5.2.2 Derrida and Ferdinand de Saussure

    Another important place to approach Derrida’s works is Ferdinand de Saussure’s (1857-1913) Course in General Linguistics. Saussure made an influential distinction between the signifier (the sound image of a word) and signified ( or the concept or meaning) and that the relationship between them is arbitrary, that is, there is no inner relationship,  say between the word ‘ sister’ and the person it signifies. The relation between the signifier and the signified is merely conventional and that convention can be considered as a ‘code’, which combines the signifier and the signified to make, the linguistic sign.
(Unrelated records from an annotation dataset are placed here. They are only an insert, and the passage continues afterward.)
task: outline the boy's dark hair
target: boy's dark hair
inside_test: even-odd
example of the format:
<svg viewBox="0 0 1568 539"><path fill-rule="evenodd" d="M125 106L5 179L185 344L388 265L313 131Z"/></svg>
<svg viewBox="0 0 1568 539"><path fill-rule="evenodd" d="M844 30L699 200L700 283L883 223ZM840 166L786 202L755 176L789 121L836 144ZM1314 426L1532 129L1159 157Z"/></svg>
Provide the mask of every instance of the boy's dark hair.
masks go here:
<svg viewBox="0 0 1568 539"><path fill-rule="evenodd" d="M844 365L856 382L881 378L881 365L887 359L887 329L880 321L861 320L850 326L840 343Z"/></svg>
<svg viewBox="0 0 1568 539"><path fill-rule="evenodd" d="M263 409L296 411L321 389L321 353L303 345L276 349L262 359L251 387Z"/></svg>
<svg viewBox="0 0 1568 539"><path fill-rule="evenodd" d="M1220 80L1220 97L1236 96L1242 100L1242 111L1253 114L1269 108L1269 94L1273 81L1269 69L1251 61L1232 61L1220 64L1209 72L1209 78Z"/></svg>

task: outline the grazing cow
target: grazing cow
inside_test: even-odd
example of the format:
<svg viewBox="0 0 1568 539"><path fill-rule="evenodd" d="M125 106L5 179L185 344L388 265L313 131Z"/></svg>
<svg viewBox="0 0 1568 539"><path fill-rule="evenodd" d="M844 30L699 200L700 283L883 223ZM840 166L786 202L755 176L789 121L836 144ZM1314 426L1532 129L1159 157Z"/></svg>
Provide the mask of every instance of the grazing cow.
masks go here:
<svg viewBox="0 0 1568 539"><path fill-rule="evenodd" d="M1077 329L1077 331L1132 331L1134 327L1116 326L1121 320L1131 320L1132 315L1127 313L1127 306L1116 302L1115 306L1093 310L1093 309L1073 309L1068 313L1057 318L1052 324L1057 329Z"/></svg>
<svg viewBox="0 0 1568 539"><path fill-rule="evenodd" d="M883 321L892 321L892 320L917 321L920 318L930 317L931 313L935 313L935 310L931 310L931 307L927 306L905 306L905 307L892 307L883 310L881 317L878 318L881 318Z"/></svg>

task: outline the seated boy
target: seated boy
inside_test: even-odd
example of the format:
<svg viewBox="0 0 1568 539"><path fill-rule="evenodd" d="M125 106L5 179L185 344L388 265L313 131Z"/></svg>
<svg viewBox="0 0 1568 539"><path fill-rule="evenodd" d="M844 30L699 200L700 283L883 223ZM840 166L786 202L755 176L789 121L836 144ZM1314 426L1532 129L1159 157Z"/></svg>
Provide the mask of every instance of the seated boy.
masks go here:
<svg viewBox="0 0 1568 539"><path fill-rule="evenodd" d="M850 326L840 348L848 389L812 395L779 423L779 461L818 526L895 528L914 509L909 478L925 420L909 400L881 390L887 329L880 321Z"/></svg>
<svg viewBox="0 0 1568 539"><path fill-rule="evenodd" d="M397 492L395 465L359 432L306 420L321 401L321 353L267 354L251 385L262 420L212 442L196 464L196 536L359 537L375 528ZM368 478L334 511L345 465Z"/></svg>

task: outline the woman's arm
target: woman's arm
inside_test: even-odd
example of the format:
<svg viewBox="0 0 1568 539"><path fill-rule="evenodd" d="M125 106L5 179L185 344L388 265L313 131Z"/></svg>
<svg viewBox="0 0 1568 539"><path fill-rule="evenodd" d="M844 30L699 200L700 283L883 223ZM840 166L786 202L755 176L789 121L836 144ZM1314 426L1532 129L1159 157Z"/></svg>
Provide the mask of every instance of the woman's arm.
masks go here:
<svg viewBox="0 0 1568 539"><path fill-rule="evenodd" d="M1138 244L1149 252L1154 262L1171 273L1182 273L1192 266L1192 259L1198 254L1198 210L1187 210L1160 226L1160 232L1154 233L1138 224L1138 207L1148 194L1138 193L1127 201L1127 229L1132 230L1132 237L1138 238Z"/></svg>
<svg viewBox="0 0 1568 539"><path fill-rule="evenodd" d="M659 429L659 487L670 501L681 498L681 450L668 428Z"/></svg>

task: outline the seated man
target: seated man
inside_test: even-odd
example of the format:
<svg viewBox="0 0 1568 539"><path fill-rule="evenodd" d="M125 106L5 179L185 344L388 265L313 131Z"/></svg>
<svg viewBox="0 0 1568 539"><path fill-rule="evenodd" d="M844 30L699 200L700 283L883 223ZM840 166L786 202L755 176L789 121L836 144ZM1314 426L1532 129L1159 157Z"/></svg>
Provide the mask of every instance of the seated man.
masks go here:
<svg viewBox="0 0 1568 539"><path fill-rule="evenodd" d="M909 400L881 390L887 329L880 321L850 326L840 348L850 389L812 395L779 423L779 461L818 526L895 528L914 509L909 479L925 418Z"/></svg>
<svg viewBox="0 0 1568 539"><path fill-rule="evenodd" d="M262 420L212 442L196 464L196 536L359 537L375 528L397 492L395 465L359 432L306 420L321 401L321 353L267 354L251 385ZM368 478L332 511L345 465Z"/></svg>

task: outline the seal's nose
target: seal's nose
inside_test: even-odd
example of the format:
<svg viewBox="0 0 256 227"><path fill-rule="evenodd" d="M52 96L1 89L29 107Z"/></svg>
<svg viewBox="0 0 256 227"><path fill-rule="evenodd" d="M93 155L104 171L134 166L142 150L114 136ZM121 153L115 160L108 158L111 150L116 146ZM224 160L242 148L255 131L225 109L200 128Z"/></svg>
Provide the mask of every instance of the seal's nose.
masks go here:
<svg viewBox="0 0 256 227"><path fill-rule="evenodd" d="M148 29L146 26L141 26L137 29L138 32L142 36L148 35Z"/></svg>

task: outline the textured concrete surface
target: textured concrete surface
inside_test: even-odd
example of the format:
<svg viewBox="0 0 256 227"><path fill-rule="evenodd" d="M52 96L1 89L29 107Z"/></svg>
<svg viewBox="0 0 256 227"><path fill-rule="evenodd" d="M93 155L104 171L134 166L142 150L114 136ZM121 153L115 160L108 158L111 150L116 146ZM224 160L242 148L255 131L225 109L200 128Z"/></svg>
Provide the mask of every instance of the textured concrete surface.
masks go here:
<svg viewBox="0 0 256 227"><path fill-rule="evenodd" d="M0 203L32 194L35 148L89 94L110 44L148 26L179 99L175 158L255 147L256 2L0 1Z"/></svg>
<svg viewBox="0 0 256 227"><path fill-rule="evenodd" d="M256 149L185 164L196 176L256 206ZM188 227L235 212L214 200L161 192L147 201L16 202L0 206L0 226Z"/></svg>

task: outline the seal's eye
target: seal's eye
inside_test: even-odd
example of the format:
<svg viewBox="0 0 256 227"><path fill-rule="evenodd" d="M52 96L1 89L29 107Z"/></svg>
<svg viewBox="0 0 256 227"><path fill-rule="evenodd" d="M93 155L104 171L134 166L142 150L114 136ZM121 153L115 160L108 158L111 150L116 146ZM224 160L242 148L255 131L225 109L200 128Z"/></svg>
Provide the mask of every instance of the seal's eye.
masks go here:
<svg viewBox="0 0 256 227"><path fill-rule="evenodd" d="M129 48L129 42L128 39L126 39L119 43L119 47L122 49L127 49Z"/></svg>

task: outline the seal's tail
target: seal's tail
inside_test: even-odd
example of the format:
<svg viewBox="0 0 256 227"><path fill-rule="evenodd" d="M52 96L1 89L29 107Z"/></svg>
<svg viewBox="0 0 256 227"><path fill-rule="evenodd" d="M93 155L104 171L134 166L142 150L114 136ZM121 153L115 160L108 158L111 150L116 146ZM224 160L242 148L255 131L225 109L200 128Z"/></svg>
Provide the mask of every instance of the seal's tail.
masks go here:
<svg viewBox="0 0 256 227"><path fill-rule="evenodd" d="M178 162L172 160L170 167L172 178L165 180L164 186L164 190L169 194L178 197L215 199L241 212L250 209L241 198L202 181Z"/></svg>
It also implies that the signifier does not naturally lead to the entities in the world beyond the linguistic system but stays within it by pointing to other signifier. Derrida notes that the signifier does lead to some universal and stable entity or fixed and universal meaning (transcendental signified) but only to another signifier- just as what we consider as what we consider as ‘meaning’ in the dictionary are actually other words which have meanings of their own. As Derrida demonstrates the arbitrariness of the sign results in indefinite ‘deferral’ or postponement or the delay of reaching this ‘ultimate and absolute’ meaning beyond language. It is in this context one has to see his famous statements which appears in an essay on Rousseau in his book Of Grammatology (1967) that "there is nothing outside the text" (il n'y a pas de hors-texte).

    Another important point that Saussure makes is that ‘in language there are only differences without positive terms”, that is, we can recognize and understand one linguistic item – say the phoneme ‘p- only by contrasting it with everything that is ‘not-p’. Saussure goes on to say, “The entire mechanism of language, with which we shall be concerned later, is based on oppositions of this kind (e.g. between the word ‘father’ and ‘mother’) and on the phonic and conceptual differences that they imply.” Derrida shows that the same applies to the language of philosophy and the entire mechanism of this language is based on binary oppositions like ‘light’ vs. ‘dark’,  ‘ male’ vs. ‘female’, ‘good’ vs. ‘bad’, ‘speech’ vs. ‘writing’ ,‘nature’ vs. culture’ and so on. However, Derrida points out that these oppositions are not equal but hierarchic where the second term is considered either derivative or inferior to the first, the privileged one. What allows this inequality and hierarchy, according to Derrida is the tendency in the western thought to privilege ‘presence’ over ‘absence’, which Heidegger had termed as ‘metaphysics of presence’.